The blistering phenotype was initially observed in maize with regard to the maize brittle-1 mutable (bt-1m) gene (Sullivan et al. 1991). The normal bt-1 gene produces seed normal in appearance, whereas mutated bt-1 produces a kernel shrunken in appearance. The bt-1m gene produces a blistering phenotype. Through genetic and molecular analyses, it was ascertained that the bt-1m was the result of an insertion of a defective suppressor-mutator (dSpm) transposable element (Sullivan et al. 1991). The similarity between the blistering phenotype in maize and the blistering phenotype associated with the scsti gene may suggest the presence of active transposable element(s) causing the development of different seed phenotypes. Observation of a blistering phenotype may indicate possible sectoring of tissue in a single seed consistent with the phenotype observed when active transposable elements are detected.
Additional evidence is provided from the research by Simons et al. (2002). In a population of 110 plants, 11 individuals were found exhibiting double crossovers within a 3-cM region. This was much higher than expected. To explain this deviation from the expected observation of two double-crossover individuals, Simons et al. (2002) concluded that active transposable elements in the scs locus were responsible for changes in its allelic state.

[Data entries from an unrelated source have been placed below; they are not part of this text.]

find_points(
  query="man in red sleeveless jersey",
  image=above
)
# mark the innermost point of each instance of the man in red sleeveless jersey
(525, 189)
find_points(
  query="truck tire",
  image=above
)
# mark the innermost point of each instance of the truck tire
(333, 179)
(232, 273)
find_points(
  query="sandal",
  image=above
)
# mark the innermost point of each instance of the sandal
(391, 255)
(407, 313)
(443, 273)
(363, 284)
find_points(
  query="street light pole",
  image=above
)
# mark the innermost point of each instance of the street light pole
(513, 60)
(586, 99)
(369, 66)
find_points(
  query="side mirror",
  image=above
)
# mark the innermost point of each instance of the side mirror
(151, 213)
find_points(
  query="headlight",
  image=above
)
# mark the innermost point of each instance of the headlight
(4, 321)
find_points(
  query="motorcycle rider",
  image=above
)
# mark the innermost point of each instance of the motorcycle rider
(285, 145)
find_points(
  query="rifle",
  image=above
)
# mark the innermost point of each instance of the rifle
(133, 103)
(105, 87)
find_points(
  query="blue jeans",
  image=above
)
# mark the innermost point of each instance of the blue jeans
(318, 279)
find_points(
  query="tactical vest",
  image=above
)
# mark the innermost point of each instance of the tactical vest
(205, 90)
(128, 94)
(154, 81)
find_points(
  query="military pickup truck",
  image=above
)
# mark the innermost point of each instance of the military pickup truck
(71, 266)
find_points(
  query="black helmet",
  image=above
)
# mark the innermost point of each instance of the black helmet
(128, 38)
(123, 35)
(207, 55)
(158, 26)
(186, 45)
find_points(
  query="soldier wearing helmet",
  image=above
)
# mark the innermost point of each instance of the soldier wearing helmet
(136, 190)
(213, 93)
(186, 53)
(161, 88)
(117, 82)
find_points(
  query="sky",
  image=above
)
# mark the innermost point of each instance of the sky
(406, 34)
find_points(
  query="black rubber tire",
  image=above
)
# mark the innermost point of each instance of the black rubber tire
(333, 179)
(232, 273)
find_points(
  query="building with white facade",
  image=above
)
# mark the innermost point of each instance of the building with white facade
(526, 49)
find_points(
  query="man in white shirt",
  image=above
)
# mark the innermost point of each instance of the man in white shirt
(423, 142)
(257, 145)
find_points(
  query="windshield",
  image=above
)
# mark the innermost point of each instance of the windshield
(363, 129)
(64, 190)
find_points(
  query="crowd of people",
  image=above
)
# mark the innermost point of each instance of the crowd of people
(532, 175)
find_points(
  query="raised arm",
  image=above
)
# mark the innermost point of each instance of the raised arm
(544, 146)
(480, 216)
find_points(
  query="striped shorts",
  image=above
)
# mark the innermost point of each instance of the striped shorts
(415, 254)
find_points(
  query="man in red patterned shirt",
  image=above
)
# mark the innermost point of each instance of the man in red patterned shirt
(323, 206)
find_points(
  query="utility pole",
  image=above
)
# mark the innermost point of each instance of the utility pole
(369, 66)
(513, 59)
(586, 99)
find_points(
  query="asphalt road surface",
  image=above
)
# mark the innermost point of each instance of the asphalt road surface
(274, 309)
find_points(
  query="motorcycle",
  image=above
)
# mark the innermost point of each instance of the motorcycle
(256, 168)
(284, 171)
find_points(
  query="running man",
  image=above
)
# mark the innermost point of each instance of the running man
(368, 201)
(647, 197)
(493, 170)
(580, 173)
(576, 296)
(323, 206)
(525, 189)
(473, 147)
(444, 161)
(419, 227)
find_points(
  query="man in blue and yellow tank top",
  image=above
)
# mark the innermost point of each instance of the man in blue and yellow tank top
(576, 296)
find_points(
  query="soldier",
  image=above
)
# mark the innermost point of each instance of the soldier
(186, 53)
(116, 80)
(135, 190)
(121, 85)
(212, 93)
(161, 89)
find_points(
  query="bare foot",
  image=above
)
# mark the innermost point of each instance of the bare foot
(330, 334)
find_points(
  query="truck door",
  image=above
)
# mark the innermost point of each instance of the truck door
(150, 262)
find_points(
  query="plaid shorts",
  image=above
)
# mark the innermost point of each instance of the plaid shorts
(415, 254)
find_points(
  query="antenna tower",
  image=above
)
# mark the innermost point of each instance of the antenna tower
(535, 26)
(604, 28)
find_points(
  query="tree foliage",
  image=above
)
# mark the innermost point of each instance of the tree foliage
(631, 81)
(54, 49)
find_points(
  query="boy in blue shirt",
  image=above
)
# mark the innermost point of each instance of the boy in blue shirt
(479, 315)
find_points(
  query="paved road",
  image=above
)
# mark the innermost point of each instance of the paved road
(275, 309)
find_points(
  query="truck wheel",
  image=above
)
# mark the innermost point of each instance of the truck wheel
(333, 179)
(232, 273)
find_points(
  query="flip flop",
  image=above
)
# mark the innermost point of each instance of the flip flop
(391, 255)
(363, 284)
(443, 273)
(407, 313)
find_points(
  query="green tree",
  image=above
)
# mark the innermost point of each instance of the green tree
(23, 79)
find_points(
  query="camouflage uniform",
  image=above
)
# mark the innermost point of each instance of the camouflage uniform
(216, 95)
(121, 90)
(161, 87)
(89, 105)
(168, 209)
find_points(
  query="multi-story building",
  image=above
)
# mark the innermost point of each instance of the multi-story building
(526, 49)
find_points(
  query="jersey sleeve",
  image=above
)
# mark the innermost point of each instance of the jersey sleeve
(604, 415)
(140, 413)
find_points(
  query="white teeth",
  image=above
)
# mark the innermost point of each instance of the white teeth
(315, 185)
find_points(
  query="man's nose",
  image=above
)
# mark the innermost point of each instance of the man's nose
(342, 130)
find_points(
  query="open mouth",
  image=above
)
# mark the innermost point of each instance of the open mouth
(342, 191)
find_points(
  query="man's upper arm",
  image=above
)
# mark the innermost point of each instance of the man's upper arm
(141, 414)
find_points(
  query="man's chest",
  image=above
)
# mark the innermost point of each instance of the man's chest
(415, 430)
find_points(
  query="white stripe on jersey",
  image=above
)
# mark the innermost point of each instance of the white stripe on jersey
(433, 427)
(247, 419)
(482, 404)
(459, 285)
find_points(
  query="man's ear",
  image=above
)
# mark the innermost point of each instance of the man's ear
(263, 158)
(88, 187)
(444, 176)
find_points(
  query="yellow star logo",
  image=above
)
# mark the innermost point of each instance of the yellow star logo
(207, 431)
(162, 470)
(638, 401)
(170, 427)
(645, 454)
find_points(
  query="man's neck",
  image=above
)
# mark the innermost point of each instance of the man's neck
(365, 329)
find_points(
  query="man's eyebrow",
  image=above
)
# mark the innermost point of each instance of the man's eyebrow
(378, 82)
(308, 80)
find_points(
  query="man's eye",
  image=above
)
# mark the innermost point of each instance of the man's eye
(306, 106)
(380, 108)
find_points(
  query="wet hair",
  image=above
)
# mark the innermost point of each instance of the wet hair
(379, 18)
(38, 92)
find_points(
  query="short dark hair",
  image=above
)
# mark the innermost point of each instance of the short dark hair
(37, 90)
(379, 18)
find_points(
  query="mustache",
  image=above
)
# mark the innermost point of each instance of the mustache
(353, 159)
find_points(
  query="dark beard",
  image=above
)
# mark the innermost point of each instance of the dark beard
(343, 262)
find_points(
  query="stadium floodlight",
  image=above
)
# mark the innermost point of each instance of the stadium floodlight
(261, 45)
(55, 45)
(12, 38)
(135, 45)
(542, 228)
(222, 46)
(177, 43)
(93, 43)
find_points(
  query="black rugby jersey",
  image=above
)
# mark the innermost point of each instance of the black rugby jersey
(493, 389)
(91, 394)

Further research into the scsd gene and the discrepancies produced in seed set ratios is possible by planting remaining seed of those lines that produced deviating ratios. Remnant seed from deviating individuals has been planted and will be evaluated to check if deviating seed set ratios are again observed. The phenotype(s) exhibited by these individuals could provide evidence to either support or reject the possibility of an active transposable element through the observance of subsequent deviating ratios from those plants where deviating ratios were initially observed.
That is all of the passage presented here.